Augmentation immédiate des bourses d’études,

Élargissement des droits sociaux aux jeunes majeurs,

Convocation d’assemblées régionales et nationale pour l’emploi, les qualifications et les salaires, Remboursement à 100 % des dépenses de santé.

Blocage des loyers.

Revenu maximum fixé à 360000 euros par an.

Arrêt de la RGPP.

Abrogation de la réforme hospitalière.

Réintroduction des élections paritaires dans les caisses de gestion de la Sécurité sociale.

Mesures immédiates contre la précarité et titularisation des 800000 précaires de la fonction publique. Création d’un pôle public financier, appuyé sur la Caisse des dépôts et consignations, pour financer le logement social.

Création d’un pôle public de la construction pour casser le monopole des majors du BTP et permettre l’abaissement des loyers et des charges.

Création une agence nationale foncière et décentralisée au niveau des régions, dotée de fonds d’intervention importants.

Création d'un pôle public du médicament avec au moins une entreprise publique qui interviendra sur la recherche, la production et la distribution des médicaments.

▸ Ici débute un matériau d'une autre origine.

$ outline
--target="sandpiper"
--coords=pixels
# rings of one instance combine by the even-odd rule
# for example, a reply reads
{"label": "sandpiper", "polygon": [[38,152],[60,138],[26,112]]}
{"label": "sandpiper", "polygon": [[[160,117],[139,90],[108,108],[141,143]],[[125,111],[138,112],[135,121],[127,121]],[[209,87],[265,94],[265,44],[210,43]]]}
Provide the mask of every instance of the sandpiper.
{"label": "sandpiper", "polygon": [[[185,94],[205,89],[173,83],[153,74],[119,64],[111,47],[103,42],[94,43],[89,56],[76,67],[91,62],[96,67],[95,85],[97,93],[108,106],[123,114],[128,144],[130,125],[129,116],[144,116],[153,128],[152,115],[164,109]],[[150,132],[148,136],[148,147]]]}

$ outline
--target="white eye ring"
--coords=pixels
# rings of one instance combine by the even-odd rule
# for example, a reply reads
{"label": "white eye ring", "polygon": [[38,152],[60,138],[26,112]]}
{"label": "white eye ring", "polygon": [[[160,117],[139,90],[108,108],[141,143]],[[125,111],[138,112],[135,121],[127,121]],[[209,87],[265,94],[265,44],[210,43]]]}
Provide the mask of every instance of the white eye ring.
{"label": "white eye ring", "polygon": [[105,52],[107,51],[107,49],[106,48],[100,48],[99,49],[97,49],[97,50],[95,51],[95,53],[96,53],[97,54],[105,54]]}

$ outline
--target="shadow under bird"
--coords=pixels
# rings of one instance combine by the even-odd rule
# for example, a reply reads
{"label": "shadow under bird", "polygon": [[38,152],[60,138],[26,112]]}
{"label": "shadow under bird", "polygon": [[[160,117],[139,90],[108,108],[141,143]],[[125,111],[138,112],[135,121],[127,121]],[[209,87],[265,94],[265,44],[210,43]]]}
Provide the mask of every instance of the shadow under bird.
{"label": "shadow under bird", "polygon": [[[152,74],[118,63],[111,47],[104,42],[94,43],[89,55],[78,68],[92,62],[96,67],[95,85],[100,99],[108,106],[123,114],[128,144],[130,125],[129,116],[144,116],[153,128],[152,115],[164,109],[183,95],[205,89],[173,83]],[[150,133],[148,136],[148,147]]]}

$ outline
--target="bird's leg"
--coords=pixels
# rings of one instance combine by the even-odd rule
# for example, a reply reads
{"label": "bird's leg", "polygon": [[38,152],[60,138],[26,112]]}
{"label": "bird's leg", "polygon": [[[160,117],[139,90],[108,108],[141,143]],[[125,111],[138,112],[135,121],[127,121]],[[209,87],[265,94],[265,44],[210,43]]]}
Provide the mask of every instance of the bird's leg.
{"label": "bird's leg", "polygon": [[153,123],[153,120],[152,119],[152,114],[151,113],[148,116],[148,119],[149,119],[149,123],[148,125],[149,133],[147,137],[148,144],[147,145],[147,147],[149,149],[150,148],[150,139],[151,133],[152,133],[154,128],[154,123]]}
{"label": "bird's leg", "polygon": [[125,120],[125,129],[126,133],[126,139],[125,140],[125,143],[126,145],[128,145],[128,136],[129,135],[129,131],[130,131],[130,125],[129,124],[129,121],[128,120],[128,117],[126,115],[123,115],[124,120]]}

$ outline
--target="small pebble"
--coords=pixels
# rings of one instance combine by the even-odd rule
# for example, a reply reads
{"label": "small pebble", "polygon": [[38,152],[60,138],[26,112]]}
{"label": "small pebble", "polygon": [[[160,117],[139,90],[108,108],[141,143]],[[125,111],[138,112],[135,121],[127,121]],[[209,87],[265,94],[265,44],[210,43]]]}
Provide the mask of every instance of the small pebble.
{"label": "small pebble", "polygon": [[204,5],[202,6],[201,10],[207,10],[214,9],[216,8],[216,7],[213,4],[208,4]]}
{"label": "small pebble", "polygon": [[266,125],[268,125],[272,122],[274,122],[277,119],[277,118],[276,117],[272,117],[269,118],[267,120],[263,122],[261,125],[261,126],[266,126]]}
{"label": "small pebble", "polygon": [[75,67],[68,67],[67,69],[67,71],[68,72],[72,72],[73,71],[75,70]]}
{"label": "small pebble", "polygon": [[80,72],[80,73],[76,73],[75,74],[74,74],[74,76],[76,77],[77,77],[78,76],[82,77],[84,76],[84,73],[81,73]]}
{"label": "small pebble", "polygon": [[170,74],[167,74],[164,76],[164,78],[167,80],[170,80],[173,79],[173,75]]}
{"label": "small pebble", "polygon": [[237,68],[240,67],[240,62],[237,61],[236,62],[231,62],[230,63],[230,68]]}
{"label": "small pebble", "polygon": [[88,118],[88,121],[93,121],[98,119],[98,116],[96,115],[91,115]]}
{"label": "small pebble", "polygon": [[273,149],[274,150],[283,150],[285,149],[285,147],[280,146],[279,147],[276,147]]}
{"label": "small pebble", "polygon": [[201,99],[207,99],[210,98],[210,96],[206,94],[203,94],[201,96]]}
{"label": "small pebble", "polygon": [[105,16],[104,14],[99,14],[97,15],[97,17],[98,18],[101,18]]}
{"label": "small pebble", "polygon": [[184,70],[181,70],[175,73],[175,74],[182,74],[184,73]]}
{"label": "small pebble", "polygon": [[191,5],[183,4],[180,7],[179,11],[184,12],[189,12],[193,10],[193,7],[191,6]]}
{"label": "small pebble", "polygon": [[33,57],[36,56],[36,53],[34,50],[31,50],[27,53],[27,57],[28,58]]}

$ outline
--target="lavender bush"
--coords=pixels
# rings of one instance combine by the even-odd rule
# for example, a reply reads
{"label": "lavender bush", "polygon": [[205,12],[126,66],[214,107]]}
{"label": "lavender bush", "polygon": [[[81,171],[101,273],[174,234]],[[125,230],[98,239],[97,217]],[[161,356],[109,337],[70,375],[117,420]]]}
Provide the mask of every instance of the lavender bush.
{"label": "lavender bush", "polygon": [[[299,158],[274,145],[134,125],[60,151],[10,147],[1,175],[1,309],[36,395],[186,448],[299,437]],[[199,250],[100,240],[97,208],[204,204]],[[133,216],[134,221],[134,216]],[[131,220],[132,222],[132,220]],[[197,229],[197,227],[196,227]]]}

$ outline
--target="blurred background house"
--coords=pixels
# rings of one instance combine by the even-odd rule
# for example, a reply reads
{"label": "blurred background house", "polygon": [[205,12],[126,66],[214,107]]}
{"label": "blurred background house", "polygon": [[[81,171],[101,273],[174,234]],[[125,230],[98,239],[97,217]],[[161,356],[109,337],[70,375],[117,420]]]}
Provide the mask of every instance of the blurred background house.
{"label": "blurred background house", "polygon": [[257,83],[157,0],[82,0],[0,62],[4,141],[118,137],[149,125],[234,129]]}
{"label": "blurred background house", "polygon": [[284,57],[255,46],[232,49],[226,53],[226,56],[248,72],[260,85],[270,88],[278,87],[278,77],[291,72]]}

Les directions des entreprises publiques qui se sont acharnées à introduire la logique privée au détriment de l’intérêt général seront remplacées par des cadres compétents et attachés au service public.

Le monopole public sera rétabli là où l’intérêt général le commande.

Front National "Les logiques du « retour électoral » selon Pascal Perrineau

L’amplitude du mouvement de « retour électoral » du Front national est évidente lorsqu’on réinscrit la performance électorale des élections cantonales de mars 2011 dans la longue période. Dans l’ensemble des cantons renouvelables, le Front national a atteint 15,1% des suffrages soit un niveau jamais atteint dans la chaîne des élections cantonales auxquelles il participe depuis bientôt près de trente ans. Il atteint presque la barre des 20% dans les seuls cantons où il était présent et témoigne d’une forte capacité de progression d’un tour à l’autre puisqu’il connaît une poussée de plus de dix points en moyenne dans les cantons où il était encore en lice au second tour. Neuf ans après le « choc de 2002 », le Front national a retrouvé une dynamique électorale certaine, très sensible dans sa capacité à reprendre pied dans les zones de force qui sont les siennes depuis plus de vingt-cinq ans. La reconquête électorale est particulièrement vigoureuse sur toute la façade méditerranéenne, le long du sillon rhodanien, dans la grande périphérie parisienne, dans l’Est et dans le Nord. On retrouve ainsi tous les bastions de cette France lepéniste à l’est d’une ligne Le Havre-Perpignan que l’on connaît bien depuis près de trente ans. Cette France des grandes conurbations, des inquiétudes urbaines et péri-urbaines, des terres de la désindustrialisation et du cosmopolitisme, redonne à la fille des espaces qu’elle avait donnés dans le passé au père. Le trio de départements dans lequel la dynamique du Front national est la plus forte, est constitué de la Moselle, du Gard et du Pas-de-Calais. Ce sont toutes trois des terres de la crise industrielle, de la pauvreté et de la poussée du chômage. Le « retour » du Front national est à l’œuvre sur le terrain d’un France industrielle qui s’est défaite sous les coups de boutoir de la globalisation. En revanche, les terres plus paisibles et rurales du centre et de l’ouest du territoire sont assez largement épargnées.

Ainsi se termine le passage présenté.